LIME研究会

こんにちは。LIME研究会「涙のあぶら」プロジェクトの福岡詩麻です。

このたび、ジクアホソル点眼液がMGDを伴うドライアイ眼の「涙のあぶら」=涙液油層に与える効果についての研究が、Scientific Reportsにアクセプトされました!

 

Tear film lipid layer increase after diquafosol instillation in dry eye patients with meibomian gland dysfunction: a randomized clinical study

Fukuoka S, Arita R.

 

眼の表面を守っている涙は、水分と油層とムチンから構成されています。ジクアホソルナトリウム点眼液(ジクアス®、参天製薬)は、涙の水分やムチンを増加させる効果があり、日本、韓国、ベトナム、タイ、中国でドライアイの目薬として用いられています。
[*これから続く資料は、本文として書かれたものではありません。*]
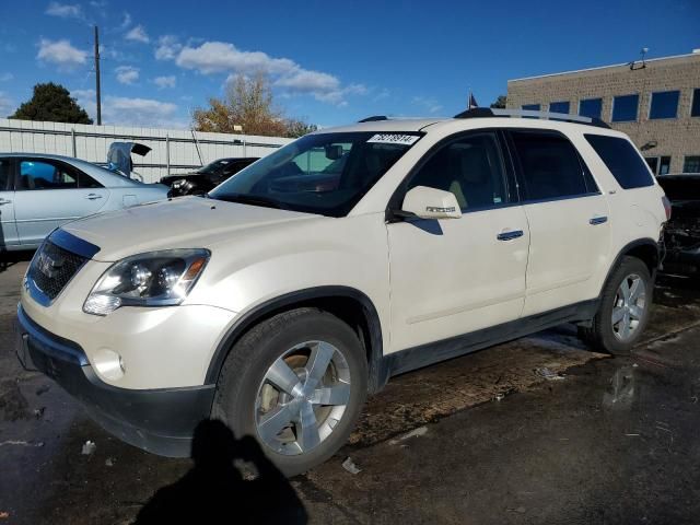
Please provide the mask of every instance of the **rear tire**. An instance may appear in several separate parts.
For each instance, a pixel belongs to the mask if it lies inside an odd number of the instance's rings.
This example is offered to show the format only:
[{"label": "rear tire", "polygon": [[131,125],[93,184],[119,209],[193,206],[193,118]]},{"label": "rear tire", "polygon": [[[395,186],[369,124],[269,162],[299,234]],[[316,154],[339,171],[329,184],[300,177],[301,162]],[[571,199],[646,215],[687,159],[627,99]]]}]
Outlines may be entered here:
[{"label": "rear tire", "polygon": [[649,323],[653,291],[646,265],[623,257],[603,288],[591,327],[579,327],[580,337],[596,350],[629,355]]},{"label": "rear tire", "polygon": [[223,364],[212,416],[254,436],[285,475],[328,459],[348,440],[368,390],[364,351],[346,323],[315,308],[246,332]]}]

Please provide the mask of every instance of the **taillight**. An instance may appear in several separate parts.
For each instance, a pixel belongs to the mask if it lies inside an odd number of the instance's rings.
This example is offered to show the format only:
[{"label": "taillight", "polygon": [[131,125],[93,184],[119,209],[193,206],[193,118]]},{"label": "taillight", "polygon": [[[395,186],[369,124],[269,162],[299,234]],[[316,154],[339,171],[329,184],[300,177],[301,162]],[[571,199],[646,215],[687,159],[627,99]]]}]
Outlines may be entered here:
[{"label": "taillight", "polygon": [[670,200],[665,195],[661,198],[661,201],[664,203],[664,211],[666,212],[666,220],[670,220]]}]

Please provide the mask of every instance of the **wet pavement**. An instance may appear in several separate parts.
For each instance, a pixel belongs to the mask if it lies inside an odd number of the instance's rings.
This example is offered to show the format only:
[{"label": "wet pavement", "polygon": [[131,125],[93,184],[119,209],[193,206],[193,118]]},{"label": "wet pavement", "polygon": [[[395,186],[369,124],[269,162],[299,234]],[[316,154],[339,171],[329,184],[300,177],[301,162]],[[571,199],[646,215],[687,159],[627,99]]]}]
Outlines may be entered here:
[{"label": "wet pavement", "polygon": [[0,524],[700,522],[688,280],[660,279],[630,358],[591,353],[561,327],[394,378],[342,451],[287,482],[244,440],[218,447],[231,439],[215,428],[197,462],[141,452],[23,371],[12,322],[25,267],[0,272]]}]

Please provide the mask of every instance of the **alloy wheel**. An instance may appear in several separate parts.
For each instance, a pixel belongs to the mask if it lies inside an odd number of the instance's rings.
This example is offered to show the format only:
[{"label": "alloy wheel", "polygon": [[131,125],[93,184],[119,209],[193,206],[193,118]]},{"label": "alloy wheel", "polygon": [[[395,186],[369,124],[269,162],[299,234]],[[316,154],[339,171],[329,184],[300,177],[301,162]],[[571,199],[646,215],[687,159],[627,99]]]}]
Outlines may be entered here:
[{"label": "alloy wheel", "polygon": [[637,273],[622,279],[612,302],[612,332],[621,341],[634,336],[646,308],[646,283]]},{"label": "alloy wheel", "polygon": [[350,401],[342,352],[312,340],[287,350],[268,369],[255,401],[261,443],[282,455],[306,454],[326,440]]}]

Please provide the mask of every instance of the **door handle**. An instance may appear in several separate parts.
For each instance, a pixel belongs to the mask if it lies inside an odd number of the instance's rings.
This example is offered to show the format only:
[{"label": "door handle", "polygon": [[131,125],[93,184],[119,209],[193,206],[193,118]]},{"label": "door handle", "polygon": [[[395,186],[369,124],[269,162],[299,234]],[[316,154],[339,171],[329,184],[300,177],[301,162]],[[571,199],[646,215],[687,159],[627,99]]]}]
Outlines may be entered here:
[{"label": "door handle", "polygon": [[608,222],[608,218],[606,215],[594,217],[588,220],[588,224],[591,224],[592,226],[595,226],[597,224],[605,224],[606,222]]},{"label": "door handle", "polygon": [[495,238],[499,241],[512,241],[514,238],[522,237],[523,235],[522,230],[514,230],[512,232],[501,232],[495,236]]}]

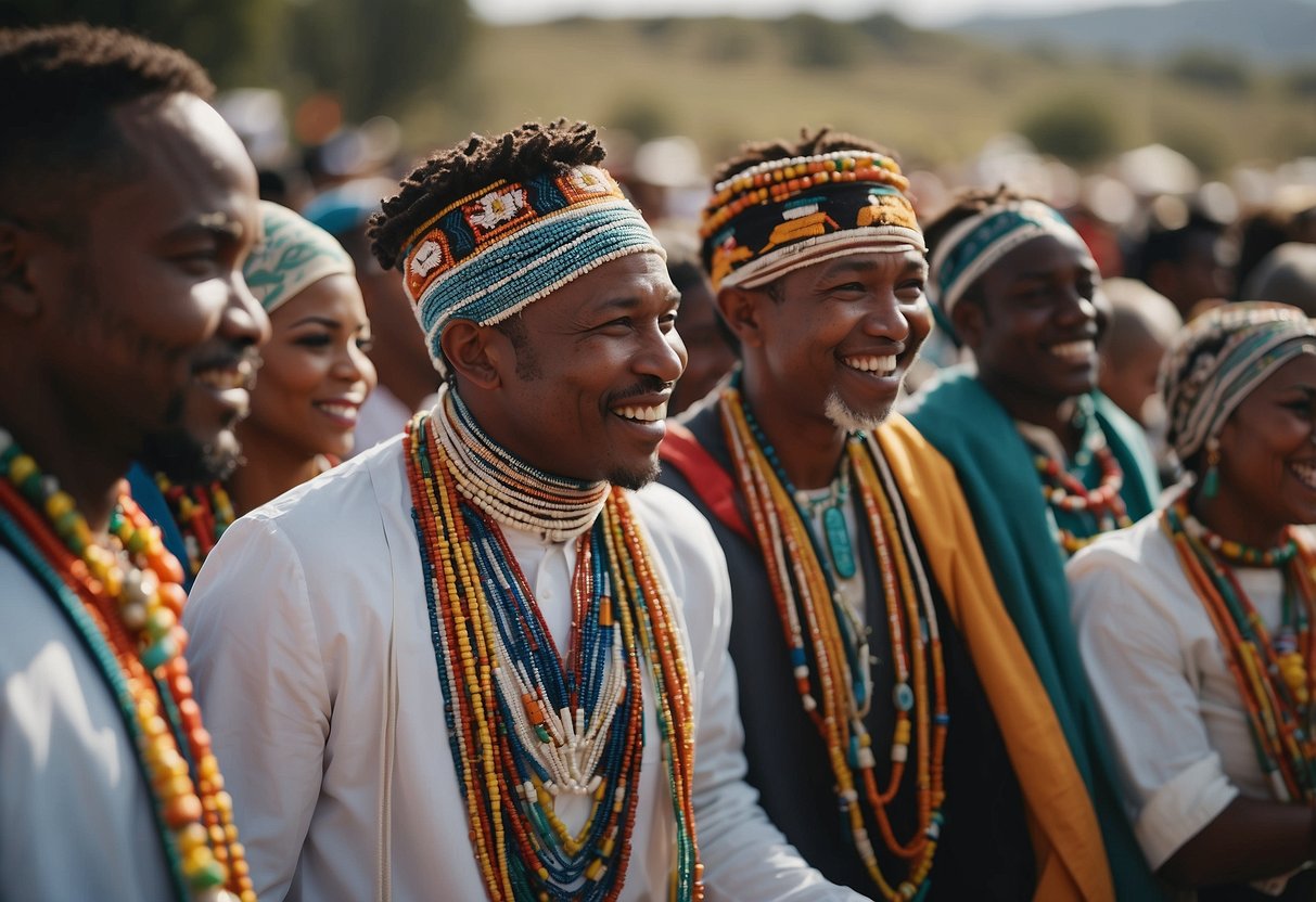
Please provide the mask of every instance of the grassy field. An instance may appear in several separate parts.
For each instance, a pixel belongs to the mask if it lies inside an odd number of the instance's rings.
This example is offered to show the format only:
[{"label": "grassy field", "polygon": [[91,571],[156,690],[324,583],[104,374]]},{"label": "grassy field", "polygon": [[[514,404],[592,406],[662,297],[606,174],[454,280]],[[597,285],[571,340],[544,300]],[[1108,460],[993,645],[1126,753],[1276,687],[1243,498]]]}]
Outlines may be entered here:
[{"label": "grassy field", "polygon": [[1316,99],[1278,74],[1230,91],[1163,68],[1007,53],[888,17],[572,20],[479,29],[455,88],[417,96],[404,128],[424,150],[566,116],[641,138],[687,134],[708,160],[746,138],[828,124],[898,149],[907,164],[938,166],[1059,107],[1105,124],[1101,146],[1086,149],[1096,156],[1159,141],[1223,172],[1316,154]]}]

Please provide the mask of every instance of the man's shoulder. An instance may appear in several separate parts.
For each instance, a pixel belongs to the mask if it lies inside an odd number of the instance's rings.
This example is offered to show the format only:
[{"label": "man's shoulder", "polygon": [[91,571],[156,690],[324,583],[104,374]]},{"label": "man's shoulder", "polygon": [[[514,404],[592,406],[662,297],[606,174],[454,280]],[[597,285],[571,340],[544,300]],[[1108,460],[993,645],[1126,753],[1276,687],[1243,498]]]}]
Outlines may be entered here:
[{"label": "man's shoulder", "polygon": [[701,539],[711,535],[708,521],[676,489],[662,483],[650,483],[638,492],[630,493],[630,506],[654,536],[694,536]]},{"label": "man's shoulder", "polygon": [[382,442],[333,469],[284,492],[247,514],[282,530],[351,526],[363,511],[379,508],[407,489],[401,437]]}]

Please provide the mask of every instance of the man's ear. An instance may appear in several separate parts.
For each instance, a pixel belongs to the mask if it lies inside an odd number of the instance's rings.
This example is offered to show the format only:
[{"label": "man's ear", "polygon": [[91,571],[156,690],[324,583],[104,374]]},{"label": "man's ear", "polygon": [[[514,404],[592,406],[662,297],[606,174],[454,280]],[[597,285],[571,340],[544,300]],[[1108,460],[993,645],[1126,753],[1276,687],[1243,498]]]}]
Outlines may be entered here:
[{"label": "man's ear", "polygon": [[982,344],[983,331],[987,326],[982,302],[978,298],[962,298],[950,310],[950,325],[961,344],[970,351],[976,350]]},{"label": "man's ear", "polygon": [[771,304],[766,292],[729,287],[717,292],[717,309],[736,338],[745,347],[763,344],[763,304]]},{"label": "man's ear", "polygon": [[449,322],[438,346],[453,372],[479,388],[497,388],[504,373],[516,368],[512,341],[494,326],[482,326],[474,320]]},{"label": "man's ear", "polygon": [[33,279],[37,246],[38,235],[32,229],[0,217],[0,310],[20,318],[41,310]]}]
以前に我々は、正常眼47例の方々にジクアホソル点眼液を1回点眼したところ、点眼60分後まで点眼前よりも涙のあぶらの厚みが増加していたということを報告しました。

ブログ記事はこちら

 

今回、MGDを伴うドライアイ患者47例の方々に対し、片眼にジクアホソル点眼液、反対眼に人工涙液を1回点眼し、涙液油層と水層に与える効果を調べる研究を行いました。

結果は、ジクアホソル点眼液を1回点眼後、

・点眼60分後まで点眼前よりも涙のあぶらの厚みが増えていました。

・点眼30、60、90分後、点眼前とくらべて、涙の水の量(涙液メニスカス高)は有意な変化はありませんでした。(点眼30分以前に涙液の水分量がいったん増えて、30分の時点ではもとにもどっていたのだと考えています。)

・点眼90分後まで点眼前よりも非侵襲的涙液層破壊時間(NIBUT)が延長しており、涙の安定性がよくなっていました。

・涙液光干渉像を観察したところ、点眼前に干渉縞を認めなかった眼(蒸発亢進型ドライアイタイプ)では、人工涙液よりもジクアホソル点眼液を点眼した眼のほうが、点眼90分後まで干渉縞がみられるようになっており、涙のあぶらが増えて、涙の水とあぶらのバランスがよくなっていました。

人工涙液を1回点眼した反対眼では、涙のあぶらの厚みや水の量、涙液の安定性には有意な変化がありませんでした。

人工涙液よりもジクアホソル点眼液を点眼した眼のほうが、自覚症状も改善していました。

 

このことから、ジクアホソル点眼液は、正常眼だけでなくMGDを伴うドライアイ眼で、涙の水分やムチンだけでなく、マイボーム腺からの涙のあぶらの分泌を増やすはたらきがあり、涙の安定性と自覚症状を改善する効果があると考えられました。ジクアホソル点眼液は、涙の水が少ない患者さんだけでなく、涙のあぶらが少ない患者さんの治療の選択肢にもなります。

 

論文がonlineでご覧いただけるようになりましたら、またブログでご案内させていただきます。

 

MGDを伴うドライアイ眼(47例94眼)に、人工涙液もしくはジクアホソル点眼液を1回点眼したときの点眼前、点眼後30、60、90分後のLipiView®で測定した涙液油層厚(涙のあぶらの厚み)の経時的変化です。白丸が人工涙液、黒丸がジクアホソル点眼液です。

ジクアホソル点眼液1回点眼で、点眼前よりも涙液油層厚が増えました。

 

 

 

MGDを伴うドライアイ眼(47例94眼)に、人工涙液もしくはジクアホソル点眼液を1回点眼したときの点眼前、点眼後30、60、90分後のDR-1αで測定したNIBUT(非侵襲的涙液層破壊時間)の経時的変化です。白丸が人工涙液、黒丸がジクアホソル点眼液です。

ジクアホソル点眼液1回点眼で、点眼前よりも涙の安定性が改善しました。